La transizione demografica oltre che sulla numerosità della popolazione ha profondi effetti sulla sua distribuzione per età. In un Paese in rapida espansione demografica (come molti dei Paesi oggi meno sviluppati) si ha una prevalenza di bambini e di giovani; in un Paese in contrazione demografica (come l’Italia) una prevalenza di anziani. Entrambi questi scostamenti dall’equilibrio portano a problemi sociali anche gravi, e si cominciano oggi a studiarne gli effetti sui sistemi energetici, che ne devono tener conto. Questo sottolinea l’importanza delle migrazioni, come strumento per riequilibrare parzialmente la distribuzione per età. Pertanto, le politiche che saranno adottate nei confronti dell’accoglienza di stranieri avranno un rilievo essenziale nel determinare un eventuale spostamento (verso l’alto o verso il basso) dalla condizione di stabilità numerica della popolazione.


L’urbanizzazione
A questo aumento rapido di popolazione si sovrappone nei PVS un altrettanto vistoso fenomeno di urbanizzazione, cioè di spostamento della popolazione dalle aree rurali alle città.
Questo è portato da una minore domanda di mano d’opera nelle campagne causata dalla modernizzazione dell’agricoltura, dall’offerta di posti di lavoro in città (nell’industria e ancor più nei servizi) e dalla maggiore accessibilità in città di servizi di vario genere, compresi i servizi energetici.

È infatti relativamente più facile approvvigionare l’energia in ambiente urbano piuttosto che rurale, perché vi sono maggiori possibilità di realizzare reti per distribuire elettricità e gas, ma anche altri vettori energetici e in futuro anche informazioni (cioè le smart grid). Inoltre vi è maggiore possibilità di riciclare e utilizzare razionalmente rifiuti e residui urbani e industriali piuttosto che quelli agricoli.

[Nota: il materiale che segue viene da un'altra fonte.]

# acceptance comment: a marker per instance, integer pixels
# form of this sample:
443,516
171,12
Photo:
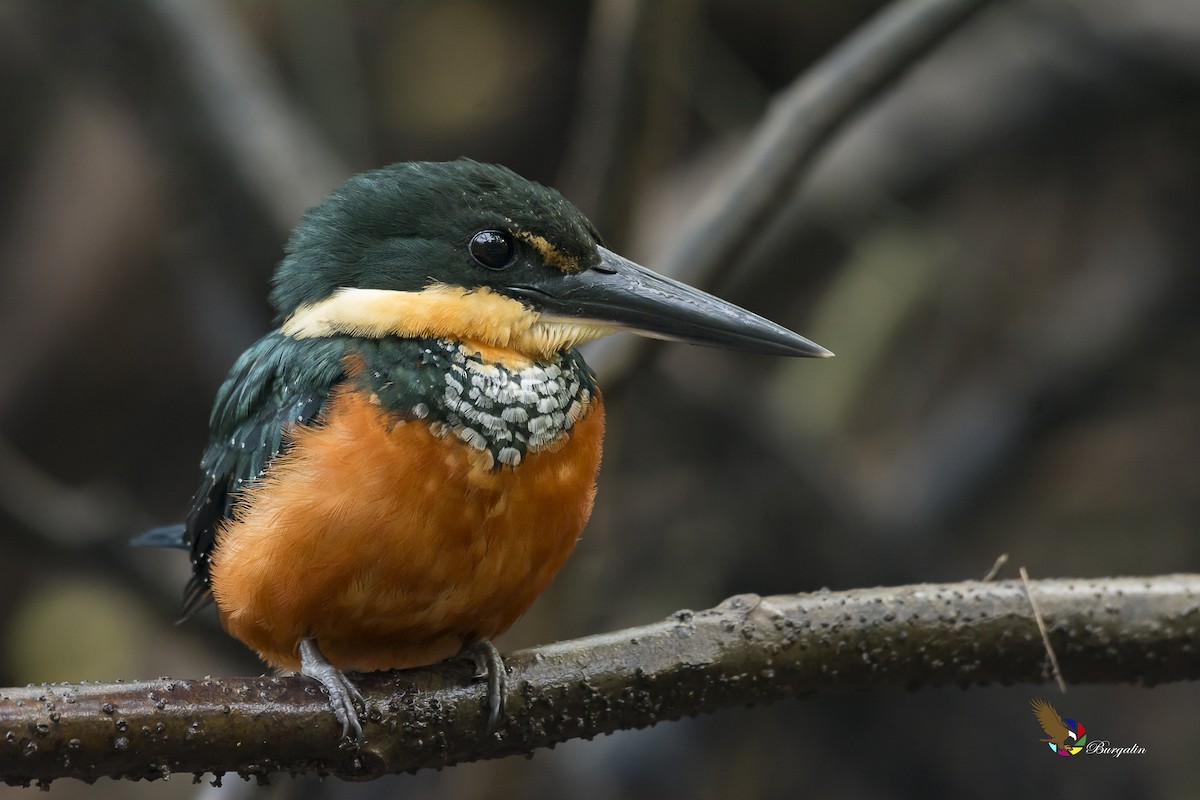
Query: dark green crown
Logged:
408,226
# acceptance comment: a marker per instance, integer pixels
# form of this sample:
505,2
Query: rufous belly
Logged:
395,547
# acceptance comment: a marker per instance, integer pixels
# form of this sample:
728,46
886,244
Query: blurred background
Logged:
1002,251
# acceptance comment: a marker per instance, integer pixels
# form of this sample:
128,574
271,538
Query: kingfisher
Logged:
401,467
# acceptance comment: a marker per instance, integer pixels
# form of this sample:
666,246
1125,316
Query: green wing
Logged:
277,384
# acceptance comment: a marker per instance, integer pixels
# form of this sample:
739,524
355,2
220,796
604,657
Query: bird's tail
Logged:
162,536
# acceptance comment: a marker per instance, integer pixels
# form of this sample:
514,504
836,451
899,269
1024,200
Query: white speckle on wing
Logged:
510,411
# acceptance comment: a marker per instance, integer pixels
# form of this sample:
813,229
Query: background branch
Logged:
747,650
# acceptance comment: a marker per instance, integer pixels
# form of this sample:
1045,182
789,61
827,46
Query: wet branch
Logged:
747,650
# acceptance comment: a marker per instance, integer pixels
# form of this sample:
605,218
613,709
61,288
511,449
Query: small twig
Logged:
1001,560
1042,629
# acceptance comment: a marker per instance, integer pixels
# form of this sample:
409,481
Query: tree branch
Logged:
749,649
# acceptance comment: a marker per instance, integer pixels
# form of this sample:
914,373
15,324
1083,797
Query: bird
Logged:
1060,735
403,463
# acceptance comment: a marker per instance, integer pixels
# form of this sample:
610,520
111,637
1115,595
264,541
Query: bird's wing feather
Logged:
276,384
1049,719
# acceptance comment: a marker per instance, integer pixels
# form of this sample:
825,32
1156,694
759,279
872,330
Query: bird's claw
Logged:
342,693
489,663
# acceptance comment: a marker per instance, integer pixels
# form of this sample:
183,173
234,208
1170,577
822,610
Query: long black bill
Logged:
618,293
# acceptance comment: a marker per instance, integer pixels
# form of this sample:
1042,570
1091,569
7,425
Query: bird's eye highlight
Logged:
492,248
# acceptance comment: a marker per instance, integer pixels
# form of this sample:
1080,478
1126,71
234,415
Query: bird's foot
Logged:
342,693
490,663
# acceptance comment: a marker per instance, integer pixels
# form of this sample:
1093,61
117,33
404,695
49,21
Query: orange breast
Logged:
395,547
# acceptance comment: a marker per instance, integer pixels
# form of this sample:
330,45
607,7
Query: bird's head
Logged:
474,252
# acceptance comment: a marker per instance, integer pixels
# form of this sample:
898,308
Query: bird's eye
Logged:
492,248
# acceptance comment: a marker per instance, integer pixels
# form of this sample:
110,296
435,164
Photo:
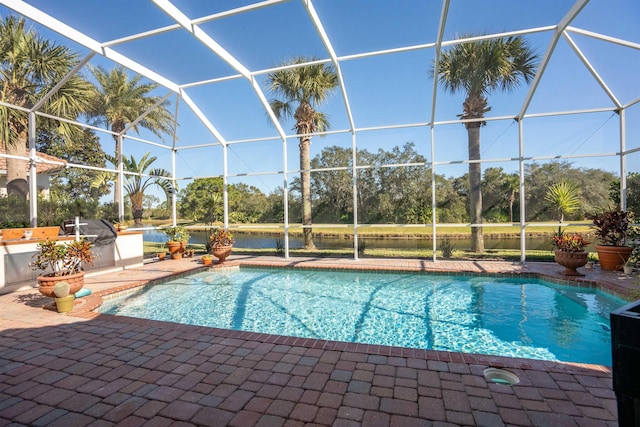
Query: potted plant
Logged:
570,252
633,260
178,238
611,227
64,297
62,262
221,243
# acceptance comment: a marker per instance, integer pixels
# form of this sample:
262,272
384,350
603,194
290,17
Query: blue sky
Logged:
383,90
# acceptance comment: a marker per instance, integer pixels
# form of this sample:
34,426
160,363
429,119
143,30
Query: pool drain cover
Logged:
500,376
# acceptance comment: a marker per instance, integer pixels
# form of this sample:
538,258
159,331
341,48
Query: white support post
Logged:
285,193
225,189
623,160
354,177
433,193
33,175
174,197
523,218
120,183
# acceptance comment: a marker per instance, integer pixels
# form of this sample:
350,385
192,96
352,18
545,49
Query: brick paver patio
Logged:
88,369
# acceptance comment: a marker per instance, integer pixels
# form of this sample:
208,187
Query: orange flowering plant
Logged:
569,242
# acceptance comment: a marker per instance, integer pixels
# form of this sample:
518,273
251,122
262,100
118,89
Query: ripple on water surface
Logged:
517,317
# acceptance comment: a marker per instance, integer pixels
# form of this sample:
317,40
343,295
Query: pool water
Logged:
515,317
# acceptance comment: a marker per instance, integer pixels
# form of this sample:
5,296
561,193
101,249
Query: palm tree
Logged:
565,197
304,88
136,184
119,101
477,68
30,67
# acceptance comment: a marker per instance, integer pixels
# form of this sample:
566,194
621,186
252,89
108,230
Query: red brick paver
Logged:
92,369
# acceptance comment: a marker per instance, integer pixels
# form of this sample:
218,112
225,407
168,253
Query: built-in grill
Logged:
100,232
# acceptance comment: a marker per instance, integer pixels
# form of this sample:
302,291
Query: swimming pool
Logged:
487,315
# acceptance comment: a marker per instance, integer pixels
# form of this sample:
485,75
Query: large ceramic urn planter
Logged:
612,258
221,252
571,260
47,283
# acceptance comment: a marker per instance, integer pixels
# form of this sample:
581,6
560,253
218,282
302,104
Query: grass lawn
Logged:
404,231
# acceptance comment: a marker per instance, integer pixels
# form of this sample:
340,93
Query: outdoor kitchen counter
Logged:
16,257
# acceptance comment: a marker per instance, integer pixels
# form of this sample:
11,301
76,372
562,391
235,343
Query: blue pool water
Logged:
516,317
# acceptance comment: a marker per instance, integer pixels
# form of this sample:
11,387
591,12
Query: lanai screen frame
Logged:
561,30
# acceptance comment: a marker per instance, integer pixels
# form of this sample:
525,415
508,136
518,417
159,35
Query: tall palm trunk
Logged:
305,178
475,188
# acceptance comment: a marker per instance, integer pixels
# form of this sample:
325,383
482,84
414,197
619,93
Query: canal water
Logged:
267,241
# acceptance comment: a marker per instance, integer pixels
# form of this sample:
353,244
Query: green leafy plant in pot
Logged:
612,229
64,299
178,238
221,243
62,261
569,252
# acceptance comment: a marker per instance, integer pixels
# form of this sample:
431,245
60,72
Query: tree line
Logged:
399,194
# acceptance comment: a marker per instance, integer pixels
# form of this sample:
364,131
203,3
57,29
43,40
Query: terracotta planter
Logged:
221,252
612,258
46,283
570,261
174,250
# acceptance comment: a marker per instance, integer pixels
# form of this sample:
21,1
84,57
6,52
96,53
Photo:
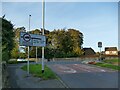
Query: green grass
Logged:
36,70
107,65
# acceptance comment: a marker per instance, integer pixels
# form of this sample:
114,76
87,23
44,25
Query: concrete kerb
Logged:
60,80
45,83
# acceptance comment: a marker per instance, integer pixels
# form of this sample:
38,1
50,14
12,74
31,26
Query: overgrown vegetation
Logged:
35,70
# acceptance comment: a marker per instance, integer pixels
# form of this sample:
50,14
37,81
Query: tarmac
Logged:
20,79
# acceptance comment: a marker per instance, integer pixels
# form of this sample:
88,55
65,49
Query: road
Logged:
77,75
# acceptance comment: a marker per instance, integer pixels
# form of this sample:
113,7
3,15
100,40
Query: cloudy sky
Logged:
98,21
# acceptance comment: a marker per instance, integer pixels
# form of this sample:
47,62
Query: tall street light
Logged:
43,22
28,48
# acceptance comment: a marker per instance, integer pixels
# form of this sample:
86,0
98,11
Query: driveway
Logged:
77,75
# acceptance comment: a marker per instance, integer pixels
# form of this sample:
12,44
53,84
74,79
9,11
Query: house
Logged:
111,51
88,51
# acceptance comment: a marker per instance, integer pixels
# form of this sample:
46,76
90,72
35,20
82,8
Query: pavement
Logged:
20,79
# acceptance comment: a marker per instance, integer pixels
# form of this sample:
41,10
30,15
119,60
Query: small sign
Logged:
27,39
99,44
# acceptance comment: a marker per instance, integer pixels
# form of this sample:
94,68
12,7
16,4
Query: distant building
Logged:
111,51
88,51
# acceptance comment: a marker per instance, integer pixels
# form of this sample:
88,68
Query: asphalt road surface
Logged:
77,75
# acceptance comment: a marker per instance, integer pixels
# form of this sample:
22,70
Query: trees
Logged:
7,39
66,43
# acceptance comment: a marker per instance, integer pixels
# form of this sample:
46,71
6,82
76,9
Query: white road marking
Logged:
103,70
71,71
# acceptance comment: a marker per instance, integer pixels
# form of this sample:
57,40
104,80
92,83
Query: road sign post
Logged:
100,46
43,23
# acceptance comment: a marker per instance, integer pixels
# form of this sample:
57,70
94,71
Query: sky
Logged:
98,21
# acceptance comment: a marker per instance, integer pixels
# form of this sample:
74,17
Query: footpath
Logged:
19,79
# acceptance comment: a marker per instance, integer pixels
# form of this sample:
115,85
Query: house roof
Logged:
110,48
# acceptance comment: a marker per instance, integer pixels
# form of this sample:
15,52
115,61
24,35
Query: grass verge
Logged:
107,65
35,70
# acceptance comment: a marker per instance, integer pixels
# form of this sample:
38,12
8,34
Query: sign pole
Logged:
43,13
100,46
36,55
28,49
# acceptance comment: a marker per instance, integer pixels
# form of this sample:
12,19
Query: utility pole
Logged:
36,55
28,48
100,46
43,22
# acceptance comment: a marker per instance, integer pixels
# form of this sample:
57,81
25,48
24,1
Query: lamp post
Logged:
43,22
100,46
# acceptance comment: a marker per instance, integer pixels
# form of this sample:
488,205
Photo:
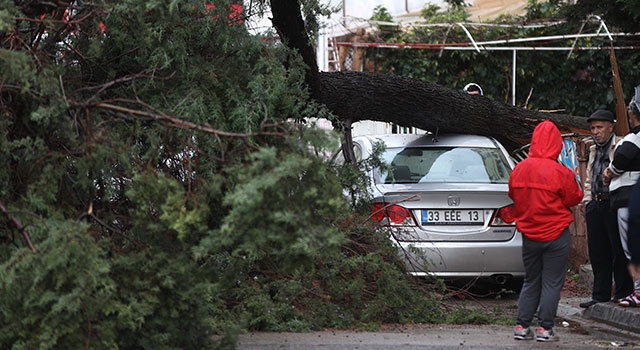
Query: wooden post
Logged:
622,122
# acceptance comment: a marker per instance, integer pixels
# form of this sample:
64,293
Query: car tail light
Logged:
505,216
391,214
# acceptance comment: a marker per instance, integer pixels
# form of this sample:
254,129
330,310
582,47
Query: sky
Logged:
364,8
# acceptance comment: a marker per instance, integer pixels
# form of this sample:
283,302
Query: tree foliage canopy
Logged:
159,185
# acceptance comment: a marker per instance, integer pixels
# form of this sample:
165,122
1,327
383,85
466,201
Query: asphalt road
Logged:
574,331
434,337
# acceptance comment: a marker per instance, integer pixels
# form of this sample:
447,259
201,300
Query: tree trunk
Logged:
357,96
428,106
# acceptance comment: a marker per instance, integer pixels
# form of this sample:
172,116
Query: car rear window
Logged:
444,164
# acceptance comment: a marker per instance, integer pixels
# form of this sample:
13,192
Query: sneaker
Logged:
522,333
545,335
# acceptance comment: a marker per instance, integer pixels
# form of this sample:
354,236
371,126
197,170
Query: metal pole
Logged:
513,80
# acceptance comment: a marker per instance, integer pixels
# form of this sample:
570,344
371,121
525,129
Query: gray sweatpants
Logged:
545,265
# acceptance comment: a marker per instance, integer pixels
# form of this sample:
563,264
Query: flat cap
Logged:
602,114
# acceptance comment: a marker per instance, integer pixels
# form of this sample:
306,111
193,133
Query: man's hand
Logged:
607,175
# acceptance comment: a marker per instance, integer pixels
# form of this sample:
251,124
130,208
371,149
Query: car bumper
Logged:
464,259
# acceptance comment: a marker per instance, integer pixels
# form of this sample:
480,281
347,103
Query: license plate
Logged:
453,217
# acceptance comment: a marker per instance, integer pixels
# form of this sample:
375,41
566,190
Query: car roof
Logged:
422,140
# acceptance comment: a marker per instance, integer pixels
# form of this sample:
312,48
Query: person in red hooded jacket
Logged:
543,191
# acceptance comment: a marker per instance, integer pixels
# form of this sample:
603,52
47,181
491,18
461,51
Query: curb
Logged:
602,318
618,316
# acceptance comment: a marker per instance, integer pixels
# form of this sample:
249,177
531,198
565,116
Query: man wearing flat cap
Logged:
605,249
622,173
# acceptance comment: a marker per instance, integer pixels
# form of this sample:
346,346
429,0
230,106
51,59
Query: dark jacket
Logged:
626,166
542,189
633,230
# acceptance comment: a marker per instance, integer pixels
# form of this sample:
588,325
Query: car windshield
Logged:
443,164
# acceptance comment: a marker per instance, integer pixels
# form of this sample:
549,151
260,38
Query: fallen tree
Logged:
356,96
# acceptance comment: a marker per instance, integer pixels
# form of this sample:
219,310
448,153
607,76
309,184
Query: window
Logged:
444,164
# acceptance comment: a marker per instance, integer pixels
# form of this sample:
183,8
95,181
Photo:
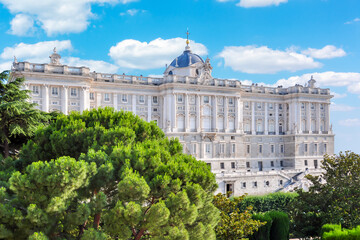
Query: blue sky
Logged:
272,42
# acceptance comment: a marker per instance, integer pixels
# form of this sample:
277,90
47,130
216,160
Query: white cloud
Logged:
326,52
57,16
341,107
351,80
353,21
351,122
252,59
98,66
40,50
260,3
22,25
338,95
134,54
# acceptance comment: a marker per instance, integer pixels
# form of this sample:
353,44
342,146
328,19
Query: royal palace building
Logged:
256,139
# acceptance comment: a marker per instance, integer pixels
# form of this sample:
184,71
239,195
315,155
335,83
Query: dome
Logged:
186,59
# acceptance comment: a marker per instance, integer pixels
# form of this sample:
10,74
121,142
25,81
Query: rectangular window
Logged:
231,101
259,105
35,89
155,100
180,98
206,99
207,148
222,165
73,92
124,97
141,99
246,105
106,97
55,91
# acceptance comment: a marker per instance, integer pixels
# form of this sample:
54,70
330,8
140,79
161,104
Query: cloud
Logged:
94,65
253,59
260,3
134,54
326,52
353,21
338,95
40,50
341,107
55,16
39,53
22,25
351,122
351,80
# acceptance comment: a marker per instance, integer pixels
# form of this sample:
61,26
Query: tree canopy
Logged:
333,198
107,174
18,117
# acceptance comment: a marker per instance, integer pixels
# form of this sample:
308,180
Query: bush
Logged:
270,202
329,228
263,232
280,225
342,234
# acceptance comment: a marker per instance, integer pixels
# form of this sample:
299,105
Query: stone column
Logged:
45,98
133,102
174,111
214,113
149,109
237,114
266,130
64,100
318,117
115,101
198,113
187,113
226,113
84,99
308,117
253,129
276,106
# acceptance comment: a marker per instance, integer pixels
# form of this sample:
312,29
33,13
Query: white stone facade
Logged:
256,139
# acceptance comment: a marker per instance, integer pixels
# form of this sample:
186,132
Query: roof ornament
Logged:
187,48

Anche questo fenomeno di urbanizzazione è stato previsto e osservato da tempo. Questa rapida urbanizzazione – per molti versi positiva e necessaria – ha portato anche a una serie di problemi, soprattutto per la rapidità con cui si è manifestata: sovraffollamento delle città, impossibilità di fornire servizi adeguati, inadeguata crescita dell’offerta di posti di lavoro, degrado ambientale, fenomeni di malavita organizzata. Si sono soprattutto creati i problemi dove le città sono cresciute oltre certi limiti, cioè nelle megalopoli, città con oltre 10 milioni di abitanti (ce ne sono attualmente 21, e il loro numero è in rapida crescita).


La transizione economica
In misura più o meno accentuata, e con tempistiche un po’ differenti, tutti i modelli di lungo termine prevedono uno spostamento graduale del potere economico dai Paesi oggi industrializzati a quelli emergenti. Perdita di centralità, dunque, dell’Europa ma anche dei Paesi industriali in generale.
Ci stiamo già abituando al graduale prevalere della Cina nelle statistiche mondiali: come popolazione, come reddito, come produzione e consumo di energia, come produzione di beni di consumo, come inquinamento i cinesi sono ormai quasi sempre al primo posto. Ebbene, non abituiamoci troppo, perché la situazione cambierà ancora: la Cina, con una popolazione che si stabilizzerà intorno al 2030, sarà sorpassata dall’India e forse da altri Paesi emergenti. E dobbiamo aspettarci l’emersione di nuovi protagonisti dopo l’India, il sudest asiatico, l’America latina, forse la regione del Caspio – e soprattutto la grande incognita dell’Africa, lasciata apparentemente fuori dal processo di sviluppo prorompente di questi anni, ma che è già indicata come la regione in cui si avrà la massima crescita di popolazione e dalla quale potrebbero venire delle sorprese anche dal punto di vista economico.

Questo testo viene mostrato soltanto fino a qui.